JABARONLINE.COM - Konflik internal dalam urusan keluarga kembali mencuat di Jakarta, melibatkan Na Daehoon yang merasa dirugikan atas tindakan pihak lain. Perkara ini bermula dari serangkaian candaan yang dinilai tidak pantas ditujukan kepada anak-anaknya.

Pihak yang menjadi sorotan utama dalam masalah ini adalah Jule, yang merupakan kekasih dari Safrie, mantan istri Na Daehoon. Na Daehoon merasa perlu mengambil tindakan tegas mengingat sensitivitas isu yang melibatkan anak-anaknya.

Apa yang menjadi pemicu utama ketegangan ini adalah jokes atau lelucon yang dilontarkan oleh kekasih Safrie. Lelucon tersebut secara spesifik menargetkan tiga orang anak dari pernikahan Na Daehoon dan Safrie sebelumnya.

Menanggapi situasi yang tidak menyenangkan ini, Na Daehoon memutuskan untuk tidak tinggal diam.
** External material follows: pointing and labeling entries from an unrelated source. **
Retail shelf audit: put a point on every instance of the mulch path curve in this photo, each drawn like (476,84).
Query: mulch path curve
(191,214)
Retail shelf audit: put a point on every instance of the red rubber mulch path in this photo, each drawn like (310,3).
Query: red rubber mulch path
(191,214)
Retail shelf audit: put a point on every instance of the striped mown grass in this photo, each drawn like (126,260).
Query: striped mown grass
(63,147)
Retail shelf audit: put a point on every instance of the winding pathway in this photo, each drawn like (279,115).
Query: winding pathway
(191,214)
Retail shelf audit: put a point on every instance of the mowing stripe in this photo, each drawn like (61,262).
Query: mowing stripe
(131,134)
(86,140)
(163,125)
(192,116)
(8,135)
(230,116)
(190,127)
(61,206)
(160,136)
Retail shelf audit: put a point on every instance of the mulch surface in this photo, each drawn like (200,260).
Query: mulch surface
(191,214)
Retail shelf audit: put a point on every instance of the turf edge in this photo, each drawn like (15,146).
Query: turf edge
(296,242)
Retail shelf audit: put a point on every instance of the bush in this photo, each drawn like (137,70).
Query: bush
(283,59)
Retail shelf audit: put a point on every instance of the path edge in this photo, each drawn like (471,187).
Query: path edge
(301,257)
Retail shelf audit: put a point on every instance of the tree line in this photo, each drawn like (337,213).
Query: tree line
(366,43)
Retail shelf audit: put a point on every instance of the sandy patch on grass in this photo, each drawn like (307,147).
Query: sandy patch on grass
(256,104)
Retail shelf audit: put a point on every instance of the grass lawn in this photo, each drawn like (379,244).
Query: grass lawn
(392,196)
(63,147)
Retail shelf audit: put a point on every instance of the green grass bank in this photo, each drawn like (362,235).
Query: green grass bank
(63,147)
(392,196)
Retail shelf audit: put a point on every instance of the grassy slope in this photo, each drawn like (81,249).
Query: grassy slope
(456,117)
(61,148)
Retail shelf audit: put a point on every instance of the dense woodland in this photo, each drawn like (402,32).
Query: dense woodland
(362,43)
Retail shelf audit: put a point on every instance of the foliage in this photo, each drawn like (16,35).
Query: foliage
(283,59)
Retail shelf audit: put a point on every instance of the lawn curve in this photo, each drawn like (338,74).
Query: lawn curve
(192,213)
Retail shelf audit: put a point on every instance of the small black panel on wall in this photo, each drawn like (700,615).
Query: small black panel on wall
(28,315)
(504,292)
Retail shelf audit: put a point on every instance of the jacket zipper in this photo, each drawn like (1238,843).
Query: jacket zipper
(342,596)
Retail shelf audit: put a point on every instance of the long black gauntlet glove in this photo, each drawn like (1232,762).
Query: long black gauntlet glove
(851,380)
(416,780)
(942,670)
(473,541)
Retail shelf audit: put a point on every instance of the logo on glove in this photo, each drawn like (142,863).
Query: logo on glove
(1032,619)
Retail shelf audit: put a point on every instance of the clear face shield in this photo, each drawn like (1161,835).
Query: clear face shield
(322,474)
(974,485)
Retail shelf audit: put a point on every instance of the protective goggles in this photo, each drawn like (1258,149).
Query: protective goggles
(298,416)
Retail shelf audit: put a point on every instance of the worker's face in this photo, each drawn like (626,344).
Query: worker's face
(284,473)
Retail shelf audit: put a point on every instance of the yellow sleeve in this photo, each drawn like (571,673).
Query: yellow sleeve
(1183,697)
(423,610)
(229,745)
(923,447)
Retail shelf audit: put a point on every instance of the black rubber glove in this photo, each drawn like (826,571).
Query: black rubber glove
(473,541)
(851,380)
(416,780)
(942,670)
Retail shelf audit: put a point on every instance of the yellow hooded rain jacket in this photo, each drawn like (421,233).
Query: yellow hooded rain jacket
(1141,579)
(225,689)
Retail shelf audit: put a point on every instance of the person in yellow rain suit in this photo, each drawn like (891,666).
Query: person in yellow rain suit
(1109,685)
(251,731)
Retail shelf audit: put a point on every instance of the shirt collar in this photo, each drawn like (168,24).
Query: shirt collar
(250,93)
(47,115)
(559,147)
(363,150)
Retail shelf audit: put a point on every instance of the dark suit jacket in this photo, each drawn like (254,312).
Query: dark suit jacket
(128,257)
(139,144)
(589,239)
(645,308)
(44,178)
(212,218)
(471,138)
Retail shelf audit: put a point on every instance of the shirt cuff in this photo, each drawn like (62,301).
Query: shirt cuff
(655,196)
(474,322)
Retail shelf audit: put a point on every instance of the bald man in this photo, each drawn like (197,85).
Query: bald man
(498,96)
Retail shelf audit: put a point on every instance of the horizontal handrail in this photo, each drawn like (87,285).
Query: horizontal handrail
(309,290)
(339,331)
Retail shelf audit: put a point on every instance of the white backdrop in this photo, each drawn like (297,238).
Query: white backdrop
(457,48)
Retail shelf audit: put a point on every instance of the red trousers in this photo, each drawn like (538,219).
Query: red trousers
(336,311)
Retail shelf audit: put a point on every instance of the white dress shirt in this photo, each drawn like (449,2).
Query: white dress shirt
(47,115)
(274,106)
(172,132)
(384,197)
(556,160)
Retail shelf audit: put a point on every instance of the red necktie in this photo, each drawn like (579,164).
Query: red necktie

Ia merasa bahwa batas kesabaran telah terlampaui seiring dengan berlanjutnya candaan tersebut.

Fokus utama dari respons Na Daehoon adalah memberikan penekanan serius kepada Jule. Tindakan ini merupakan langkah formal untuk menghentikan segala bentuk komentar yang merugikan buah hatinya.

Na Daehoon secara eksplisit telah mengeluarkan sebuah ultimatum yang tegas kepada Jule. Ultimatum ini dimaksudkan sebagai batasan akhir agar kejadian serupa tidak terulang lagi di kemudian hari.

Dilansir dari media, Na Daehoon menyampaikan bahwa ia tidak akan mentolerir lagi jika anak-anaknya terus dijadikan bahan candaan. Ia menegaskan bahwa ini adalah masalah serius yang harus segera dihentikan oleh Jule.

Situasi ini terjadi di wilayah Jakarta, menjadi sorotan publik atas bagaimana perselisihan keluarga ini akan berakhir. Tindakan tegas Na Daehoon mencerminkan perlindungan mendalam terhadap hak dan perasaan anak-anaknya.

Pihak Jule kini berada di bawah tekanan untuk merespons peringatan keras yang telah dilayangkan oleh Na Daehoon. Perkembangan selanjutnya akan menentukan bagaimana dinamika hubungan antara pihak-pihak yang berseteru ini akan terbentuk.